The Elephant Diaries: Field Necropsy

A 50-year-old male elephant and his loving mahout were trekking on the outskirts of a camp site when suddenly, the elephant collapsed to his death. Thankfully, this incident did not occur in front of any visitors, but the mahout was devastated nevertheless.

Given the elephant’s unexpected death, both the mahout and the camp manager wanted answers by means of a necropsy. But when the animal weighs 8000 pounds and his body lies motionless on a dirt path in the backwoods, how do we accomplish this? Clearly, this elephant was too large and heavy to transport back to the university’s necropsy lab to perform a postmortem examination. Thus, we packed all our equipment into the mobile clinic van and traveled nearly two hours to prepare for our on-site necropsy.

When we arrived, we saw three monks circled around the elephant in prayer. Platters of food were laid painstakingly on the ground, as the monks continued their intimate ceremony in a cloud of incense. This cultural custom involves blessing the deceased elephant in order to send its spirits into the sky. During this time, the mahout gave us a medical history of his elephant, who exhibited no clinical signs prior to his death.

The process of a field necropsy is a very laborious task. Since we had no leading hypotheses about the potential cause of death, we needed to conduct an especially thorough postmortem investigation and take multiple tissue samples from various organs. The procedure would surely take us upwards of 10 hours.

Before beginning the necropsy, we first had to scout out a burial site. Fortunately, we spotted a towering tree 15 feet away. We recruited two excavator trucks to commence digging at the ground underneath. The grave needed to be several meters deep so that the elephant’s remains could be contained in a non-biohazardous manner, unlikely to get uncovered and consumed by wandering pets or wild animals. As I started putting on personal protective equipment, metal claw hands began to scrape into a ground baked hard from the Thai sun.

As the trucks continued pounding into the dirt, a tractor arrived with several motorbikes in tow, bearing chains and tarps. The tarp was laid out on the ground, where we placed our tools and organized a makeshift instrument station on its surface. At the moment, the elephant was located under an intensely hot sun, 15 feet away from the grave still being dug beside the tree. In addition, his body was currently twisted due to the way he collapsed onto the ground. Somehow, we had to both relocate him next to his shaded burial site and re-position his body into proper lateral recumbency.

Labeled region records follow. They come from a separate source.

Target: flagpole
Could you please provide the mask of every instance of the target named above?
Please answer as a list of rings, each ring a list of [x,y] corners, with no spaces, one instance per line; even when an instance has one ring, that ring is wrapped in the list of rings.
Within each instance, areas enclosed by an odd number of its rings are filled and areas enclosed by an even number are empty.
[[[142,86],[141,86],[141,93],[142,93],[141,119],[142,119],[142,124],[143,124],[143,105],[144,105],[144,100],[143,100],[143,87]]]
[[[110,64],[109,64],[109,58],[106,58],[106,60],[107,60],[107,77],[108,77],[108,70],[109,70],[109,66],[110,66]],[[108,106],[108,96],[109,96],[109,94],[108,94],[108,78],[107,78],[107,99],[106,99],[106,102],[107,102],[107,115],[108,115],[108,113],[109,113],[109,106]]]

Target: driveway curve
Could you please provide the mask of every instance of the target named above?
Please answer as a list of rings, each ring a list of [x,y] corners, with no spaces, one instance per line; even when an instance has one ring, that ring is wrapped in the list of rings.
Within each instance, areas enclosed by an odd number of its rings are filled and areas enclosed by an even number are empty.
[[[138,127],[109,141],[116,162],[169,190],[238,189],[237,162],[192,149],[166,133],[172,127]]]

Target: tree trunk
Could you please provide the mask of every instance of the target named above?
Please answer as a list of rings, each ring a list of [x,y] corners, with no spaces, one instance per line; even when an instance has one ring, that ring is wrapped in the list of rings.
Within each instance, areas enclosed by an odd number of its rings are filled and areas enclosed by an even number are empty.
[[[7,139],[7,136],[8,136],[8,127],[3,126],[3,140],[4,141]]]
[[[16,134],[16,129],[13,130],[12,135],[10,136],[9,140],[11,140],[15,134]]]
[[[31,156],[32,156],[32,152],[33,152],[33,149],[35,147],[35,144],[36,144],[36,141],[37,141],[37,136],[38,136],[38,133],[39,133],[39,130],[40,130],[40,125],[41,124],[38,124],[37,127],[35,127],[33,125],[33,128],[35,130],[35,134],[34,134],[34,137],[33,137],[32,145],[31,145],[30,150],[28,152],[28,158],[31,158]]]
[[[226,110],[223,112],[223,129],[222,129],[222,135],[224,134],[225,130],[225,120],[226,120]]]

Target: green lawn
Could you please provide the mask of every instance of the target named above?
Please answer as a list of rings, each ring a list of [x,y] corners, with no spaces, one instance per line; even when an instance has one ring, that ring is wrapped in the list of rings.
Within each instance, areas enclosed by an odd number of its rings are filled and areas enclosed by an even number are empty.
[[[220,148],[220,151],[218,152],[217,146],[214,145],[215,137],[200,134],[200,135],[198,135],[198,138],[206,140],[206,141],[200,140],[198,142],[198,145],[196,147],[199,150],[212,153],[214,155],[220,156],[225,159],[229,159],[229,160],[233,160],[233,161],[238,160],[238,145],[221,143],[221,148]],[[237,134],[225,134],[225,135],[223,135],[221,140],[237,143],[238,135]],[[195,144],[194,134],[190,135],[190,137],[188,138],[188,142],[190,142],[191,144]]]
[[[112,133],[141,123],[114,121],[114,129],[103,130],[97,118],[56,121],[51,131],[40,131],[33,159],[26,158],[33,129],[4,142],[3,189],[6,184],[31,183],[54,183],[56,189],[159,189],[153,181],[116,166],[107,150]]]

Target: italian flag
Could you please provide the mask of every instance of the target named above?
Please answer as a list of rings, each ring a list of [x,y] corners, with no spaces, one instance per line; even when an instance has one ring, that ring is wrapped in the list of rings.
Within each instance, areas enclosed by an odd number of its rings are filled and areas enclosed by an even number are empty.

That’s where the long, thick chains came into play. The chains were tied around the elephant’s limbs at one end, hurled over the tree, then connected to the rears of the motorbikes and tractor at the other end, effectively fashioning a pulley system. In unison, the tractor and motorbikes revved their engines, slowly dragging the elephant’s body inch by inch. After a few minutes of hoisting the elephant along, the tractor’s engine suddenly broke down from the heavy load, at which point they brought in a separate heavy-duty vehicle and maneuvered its crane to help nudge the elephant forward as the motorbikes continued to pull.

Once the grave was dug and the elephant was finally placed in proper position, we were ready to begin the dissection. However, all the prep work itself took roughly four hours. As storm clouds loomed in the distance, the vets and pathologists promptly took their sharpened knives and began their investigation. Plastic rope was threaded through the rim of the elephant’s skin flap so it could be reflected as they sliced through the lateral fascia. As the dissection progressed, the chains were used once again to help lift the limbs for inspection and eventual removal from the elephant carcass.

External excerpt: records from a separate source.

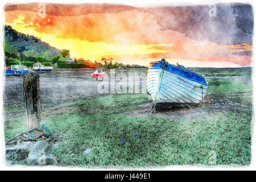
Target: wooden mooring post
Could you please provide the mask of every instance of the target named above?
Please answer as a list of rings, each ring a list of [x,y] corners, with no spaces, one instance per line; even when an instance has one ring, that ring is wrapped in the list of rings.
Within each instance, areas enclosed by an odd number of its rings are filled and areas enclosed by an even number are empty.
[[[42,121],[39,75],[30,71],[23,77],[23,96],[28,129],[39,127]]]

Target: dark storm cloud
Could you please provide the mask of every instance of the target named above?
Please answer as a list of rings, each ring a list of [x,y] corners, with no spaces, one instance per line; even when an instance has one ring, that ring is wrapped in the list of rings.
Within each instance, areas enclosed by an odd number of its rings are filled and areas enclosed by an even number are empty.
[[[111,4],[48,3],[46,9],[47,14],[60,16],[118,13],[137,10],[154,15],[162,30],[170,30],[184,34],[196,40],[221,44],[251,44],[254,21],[251,5],[242,3],[218,3],[216,5],[217,16],[212,17],[209,15],[210,9],[209,5],[139,7]],[[37,11],[38,5],[31,3],[6,6],[6,11],[15,10]]]
[[[251,44],[253,9],[250,5],[216,4],[216,16],[210,16],[208,5],[144,8],[154,15],[163,30],[185,34],[197,40],[222,44]]]

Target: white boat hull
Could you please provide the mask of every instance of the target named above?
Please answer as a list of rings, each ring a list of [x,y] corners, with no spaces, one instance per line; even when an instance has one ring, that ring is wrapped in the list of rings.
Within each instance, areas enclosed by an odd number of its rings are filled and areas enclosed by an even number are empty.
[[[147,74],[147,90],[153,102],[156,101],[156,107],[189,107],[203,101],[207,85],[167,70],[164,71],[162,78],[162,69],[148,69]]]

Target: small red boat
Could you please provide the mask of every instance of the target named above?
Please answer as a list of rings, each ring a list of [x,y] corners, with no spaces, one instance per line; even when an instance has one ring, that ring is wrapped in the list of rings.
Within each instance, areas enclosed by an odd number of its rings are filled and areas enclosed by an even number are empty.
[[[93,77],[96,77],[96,80],[98,80],[99,77],[102,78],[103,80],[103,77],[106,75],[102,69],[98,68],[92,73]]]

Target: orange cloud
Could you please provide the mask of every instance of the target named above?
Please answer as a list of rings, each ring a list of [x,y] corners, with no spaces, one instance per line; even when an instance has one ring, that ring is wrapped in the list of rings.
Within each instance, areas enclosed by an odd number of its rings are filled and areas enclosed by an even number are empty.
[[[251,51],[251,45],[225,46],[196,41],[184,34],[163,30],[152,14],[138,9],[120,6],[115,11],[100,8],[82,13],[77,8],[78,13],[73,16],[70,12],[67,16],[58,15],[51,9],[42,17],[36,6],[31,5],[30,9],[7,6],[5,24],[22,33],[39,37],[57,48],[69,49],[73,57],[98,59],[111,56],[123,61],[166,57],[209,61],[209,67],[211,61],[251,65],[251,57],[233,54]],[[75,10],[71,5],[66,7],[68,11]]]

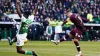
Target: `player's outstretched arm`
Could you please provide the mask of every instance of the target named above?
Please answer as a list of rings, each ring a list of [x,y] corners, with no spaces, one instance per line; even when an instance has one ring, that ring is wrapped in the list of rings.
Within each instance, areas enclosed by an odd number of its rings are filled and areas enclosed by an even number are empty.
[[[38,11],[38,6],[39,6],[39,1],[37,2],[37,7],[35,8],[35,10],[33,10],[33,15],[35,16],[36,15],[36,13],[37,13],[37,11]]]
[[[20,10],[20,1],[19,0],[16,0],[16,8],[17,8],[17,13],[19,15],[19,17],[21,18],[22,17],[22,13],[21,13],[21,10]]]
[[[37,11],[38,11],[38,6],[37,6],[37,7],[35,8],[35,10],[33,11],[33,15],[34,15],[34,16],[36,15]]]
[[[63,24],[62,24],[62,26],[64,26],[65,23],[67,23],[67,21],[64,21]]]

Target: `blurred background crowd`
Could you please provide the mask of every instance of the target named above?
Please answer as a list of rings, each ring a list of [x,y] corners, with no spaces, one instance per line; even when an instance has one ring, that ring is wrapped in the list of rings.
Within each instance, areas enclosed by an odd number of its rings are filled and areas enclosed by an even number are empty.
[[[89,24],[96,23],[100,24],[100,0],[20,0],[21,1],[21,11],[30,11],[33,10],[37,6],[37,1],[40,2],[38,6],[38,13],[34,18],[34,22],[39,22],[39,25],[33,25],[31,29],[29,29],[28,37],[31,37],[30,40],[41,40],[46,39],[45,31],[48,25],[54,27],[59,22],[63,22],[67,19],[66,10],[69,8],[73,13],[78,13],[81,17],[87,18],[90,22]],[[0,0],[0,21],[1,22],[13,22],[13,18],[9,18],[9,14],[17,14],[16,12],[16,0]],[[49,20],[49,21],[48,21]],[[72,24],[69,22],[69,24]],[[63,27],[64,31],[67,31],[73,27],[68,24]],[[12,30],[14,28],[14,30]],[[2,36],[1,38],[8,35],[9,37],[14,37],[12,35],[16,35],[17,28],[13,25],[9,30],[7,28],[1,29],[0,32]],[[36,30],[37,29],[37,30]],[[41,30],[40,30],[41,29]],[[11,34],[7,34],[11,32]],[[6,32],[6,33],[5,33]],[[14,32],[14,34],[12,34]],[[94,35],[95,33],[95,35]],[[98,33],[98,36],[97,34]],[[83,34],[82,40],[98,40],[100,39],[99,30],[95,30],[93,27],[87,29],[87,31]],[[52,33],[53,35],[53,33]],[[93,36],[94,35],[94,36]],[[8,37],[6,36],[6,37]],[[5,37],[5,38],[6,38]],[[53,36],[52,36],[53,38]]]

Tissue samples were handed to me to be photographed, measured, and labeled. I diligently noted gross findings as they were hollered from the vets, who were knelt down in the disemboweled abdominal cavity as they extended their hands deep into the lungs and heart.

Midway, the necropsy became a race against time when a thunderstorm descended upon us. I peered up at the tree, debating whether standing beneath it would shelter me from the downpour or electrocute me from the lightning. The camp owner’s car was parked nearby, and we rummaged through his trunk to find some rain ponchos and mini beach umbrellas. I set up shop on a plot of soil away from the tree, taking refuge under the umbrella as I waited to log in our next tissue sample.

The entire team relentlessly continued to work their way through the elephant carcass. After emerging from the body completely soaked (and not just from the rain, mind you), the vets concluded they had obtained all the necessary samples. The elephant—considerably lighter after being compartmentalized—could now be moved more easily. The crane gently goaded the carcass into the grave and scooped up the previously exhumed dirt to bury its remains. Lastly, we covered the burial site with a layer of limestone powder, which helps maintain the pH of the soil after the body disintegrates.

Performing an elephant field necropsy is one of the wildest veterinary procedures I have ever experienced. It combines protocol and sheer creativity, is somewhat unorthodox, and requires a concerted effort from 25 people. When resources are limited, time is tight, and logistics are threatened by weather, you can count on veterinary ingenuity and teamwork to get the job done.